The most important case under investigation by the grand jury (22 whites, one Negro) was the murder of three young civil rights workers: New Yorkers Michael Schwerner, 24, and Andrew Goodman, 20, and Meridian, Miss., Negro James Chaney, 21. The three disappeared on June 21 after Cecil Price arrested them near Philadelphia on a charge of speeding. Six weeks later their bodies were dug up from a nearby farmer's dam; all had been shot to death.

The grand jury could not indict anyone for murder, which is a state, not a federal, crime. But the jury could look into violations of the victims' civil rights under federal laws. In secret sessions over two weeks, the jurors summoned some 125 witnesses—including FBI men, Philadelphia Negroes, a bootlegger, a missionary Baptist preacher, Sheriff Rainey and a smirking Cecil Price, who appeared to testify with a card on his coat proclaiming, "Regardless of what you have heard or seen about me, I'm innocent."

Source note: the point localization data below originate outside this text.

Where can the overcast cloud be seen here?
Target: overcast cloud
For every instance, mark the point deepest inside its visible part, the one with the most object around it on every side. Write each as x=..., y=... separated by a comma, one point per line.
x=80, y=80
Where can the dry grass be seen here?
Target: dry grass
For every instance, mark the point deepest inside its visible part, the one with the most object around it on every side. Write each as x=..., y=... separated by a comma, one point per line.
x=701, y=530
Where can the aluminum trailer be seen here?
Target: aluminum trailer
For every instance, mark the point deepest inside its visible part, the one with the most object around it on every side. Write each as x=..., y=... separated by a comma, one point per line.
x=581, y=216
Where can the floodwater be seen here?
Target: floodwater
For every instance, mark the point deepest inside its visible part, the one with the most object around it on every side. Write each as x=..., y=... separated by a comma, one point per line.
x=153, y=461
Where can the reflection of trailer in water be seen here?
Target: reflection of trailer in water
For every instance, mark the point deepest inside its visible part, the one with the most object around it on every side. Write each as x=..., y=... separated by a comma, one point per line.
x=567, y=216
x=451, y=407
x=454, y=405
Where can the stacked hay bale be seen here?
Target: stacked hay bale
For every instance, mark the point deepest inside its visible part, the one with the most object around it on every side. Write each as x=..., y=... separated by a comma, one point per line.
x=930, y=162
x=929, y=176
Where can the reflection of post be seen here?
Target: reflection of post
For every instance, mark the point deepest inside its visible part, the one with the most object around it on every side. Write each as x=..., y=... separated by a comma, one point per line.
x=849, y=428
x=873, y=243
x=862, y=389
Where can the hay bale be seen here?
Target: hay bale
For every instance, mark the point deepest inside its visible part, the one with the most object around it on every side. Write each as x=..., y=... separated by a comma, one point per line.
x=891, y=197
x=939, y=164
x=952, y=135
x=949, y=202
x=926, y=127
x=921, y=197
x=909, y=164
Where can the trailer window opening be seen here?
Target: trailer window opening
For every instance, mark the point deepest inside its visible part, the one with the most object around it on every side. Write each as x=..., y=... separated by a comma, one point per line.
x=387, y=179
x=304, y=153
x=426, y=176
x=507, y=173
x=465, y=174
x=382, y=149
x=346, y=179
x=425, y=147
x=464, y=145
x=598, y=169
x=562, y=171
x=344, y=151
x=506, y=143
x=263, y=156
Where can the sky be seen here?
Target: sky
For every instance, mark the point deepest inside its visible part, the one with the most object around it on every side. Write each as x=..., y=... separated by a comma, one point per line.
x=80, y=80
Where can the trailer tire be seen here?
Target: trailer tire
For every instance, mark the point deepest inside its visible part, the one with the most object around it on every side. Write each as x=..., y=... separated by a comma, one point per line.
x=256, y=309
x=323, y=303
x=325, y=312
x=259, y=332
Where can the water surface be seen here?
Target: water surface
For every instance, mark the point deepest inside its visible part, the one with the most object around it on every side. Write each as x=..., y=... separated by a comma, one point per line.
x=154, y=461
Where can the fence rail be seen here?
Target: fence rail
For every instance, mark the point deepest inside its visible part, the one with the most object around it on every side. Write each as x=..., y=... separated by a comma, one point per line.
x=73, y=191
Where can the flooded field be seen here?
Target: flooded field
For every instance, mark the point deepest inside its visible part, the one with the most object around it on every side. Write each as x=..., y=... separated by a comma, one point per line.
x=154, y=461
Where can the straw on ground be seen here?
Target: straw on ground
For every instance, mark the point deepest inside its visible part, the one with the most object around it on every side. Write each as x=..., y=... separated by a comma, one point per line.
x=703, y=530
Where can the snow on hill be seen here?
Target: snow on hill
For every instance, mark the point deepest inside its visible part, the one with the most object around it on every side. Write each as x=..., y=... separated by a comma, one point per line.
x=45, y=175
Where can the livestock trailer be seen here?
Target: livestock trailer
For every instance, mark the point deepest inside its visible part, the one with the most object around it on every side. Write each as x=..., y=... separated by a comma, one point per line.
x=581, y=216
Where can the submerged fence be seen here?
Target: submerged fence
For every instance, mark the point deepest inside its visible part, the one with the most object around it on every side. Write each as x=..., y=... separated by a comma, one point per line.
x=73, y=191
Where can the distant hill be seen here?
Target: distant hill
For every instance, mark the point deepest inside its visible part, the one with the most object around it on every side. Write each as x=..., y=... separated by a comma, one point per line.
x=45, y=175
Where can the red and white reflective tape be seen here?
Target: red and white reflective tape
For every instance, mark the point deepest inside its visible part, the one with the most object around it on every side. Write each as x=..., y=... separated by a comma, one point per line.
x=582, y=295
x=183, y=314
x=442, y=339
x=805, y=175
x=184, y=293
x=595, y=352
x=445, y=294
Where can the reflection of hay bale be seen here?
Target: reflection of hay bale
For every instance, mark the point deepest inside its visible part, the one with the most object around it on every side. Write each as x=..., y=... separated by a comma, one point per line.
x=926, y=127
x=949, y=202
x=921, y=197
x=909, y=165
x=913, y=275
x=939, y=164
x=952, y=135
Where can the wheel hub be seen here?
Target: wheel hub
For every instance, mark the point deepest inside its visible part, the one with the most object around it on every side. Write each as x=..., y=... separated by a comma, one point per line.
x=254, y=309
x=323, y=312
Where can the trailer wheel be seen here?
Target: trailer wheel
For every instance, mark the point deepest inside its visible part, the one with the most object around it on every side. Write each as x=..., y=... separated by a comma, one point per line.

When the jury handed down indictments late last week, the murders were not mentioned, although the jury is to reconvene Oct. 21, and federal officials made it clear the case is by no means closed. Rainey, Price and three other Neshoba countians, including two Philadelphia city cops, were arraigned on two counts of depriving local Negroes of their rights by "arresting, incarcerating and detaining" them. In one case, Rainey, Price & Co. were accused of "striking, beating and whipping" a Negro, in another of clubbing a Negro with a blunt instrument. The maximum penalty on each count is one year in prison and a $1,000 fine.